Even when you have the required amount to take advantage of Personal Capital’s financial management services, you’re still charged high fees. A 0.89% fee on $100,000 is still $890 per year. These fees put Personal Capital in the realm of traditional brokerages.
Personal Capital does offer high levels of portfolio customization, including socially responsible investing. Your portfolio will be managed based on your goals, such as the amount of annual income desired during retirement.
All Wealth Management clients have a direct line to qualified financial advisors. For example, if you have a portfolio of $200,000, you will have two dedicated financial advisors who will work with you for months and years to come.
It’s a fantastic setup, but Personal Capital is reserved mainly for investors with a higher net worth.
Personal Capital Fees
Personal Capital’s fees for its Financial Tools software are non-existent, but for its management suite, you will need to pay 0.89% up to your first million. From there, the fees do decrease, but to gain access to its 0.49% annual management fee, you need more than $10 million invested with the platform.
Your account minimum to invest via their brokerage, Pershing Advisor Solutions, is a massive $100,000, which already prices out the majority of retail investors.
When comparing Betterment vs. Personal Capital, Betterment is the clear winner, with no account minimums and a 0.25% management fee. In other words, Betterment is ideal if you’re an investor seeking to dip your toes into the market’s waters.
Regarding ETF expense ratios, Personal Capital charges just 0.08%, which is much lower than most low-cost brokerages. Compared to Betterment’s highest expense ratio of 0.15%, this is a great deal.
Personal Capital Pros
- Dedicated financial advisors
- Innovative investment interface
- Convenient account aggregation
Personal Capital Cons
- High Wealth Management minimum
- Big management fees
- No active stock-picking for portfolios under $200,000
To find out more about how the platform works, read our Personal Capital review.
|Min. Investment||$0||$100,000 for Wealth Management|
|Management Fees||0.25% (Digital); 0.40% (Premium)||0.89%-0.49% per year|
|Avg. ETF Expense Ratio||0.07%-0.15%||0.08%|
|Account Types||Brokerage, Saving, Checking, Trust, Roth IRA, Traditional IRA, and SEP IRA||Individual and Joint Taxable Accounts, Trusts, 529 Plans, Traditional IRA, Roth IRA, Rollover IRA, and SEP IRAs.|
|Financial Advisor Fee||$199 (Free with Premium)||Free for Wealth Management clients|
|Best For||Specialized Portfolios||Experienced and High Net Worth Investors|
For the average investor, there’s no contest. Betterment is the superior option simply because Personal Capital shuts out investors who have anything less than six figures ready to invest. Retail investors getting into the market for the first time only have one option.
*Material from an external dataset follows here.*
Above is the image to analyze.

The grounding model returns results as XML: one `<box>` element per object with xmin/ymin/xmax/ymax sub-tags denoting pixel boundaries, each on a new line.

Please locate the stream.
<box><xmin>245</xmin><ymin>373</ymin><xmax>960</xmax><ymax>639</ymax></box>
More experienced investors with more extensive portfolios may want to consider Personal Capital for its customization options and the opportunity to access dedicated financial advisors via a direct line. Personal Capital resembles more of a traditional brokerage than a robo-advisor, even though it does use robo-advisor technology.
You don’t lose much by opting for Betterment, as it still has access to premium features like tax-loss harvesting, dividend reinvestment, and automatic portfolio rebalancing. It also has access to premade portfolios chosen for you based on your financial situation.
Another advantage Betterment has is you can access financial advisors, even if you don’t qualify for free advice. The same cannot be said for Personal Capital.
When it comes to the quality of the advice given and the ease of investing, these platforms are equal. The only downside of Betterment is they offer a minimal range of investment options.
When combining Personal Capital’s Wealth Management program with its Financial Tools software, you can build a formidable investment management system.
If you can afford it, Personal Capital will likely add significant value, but Betterment is the superior choice for the average investor.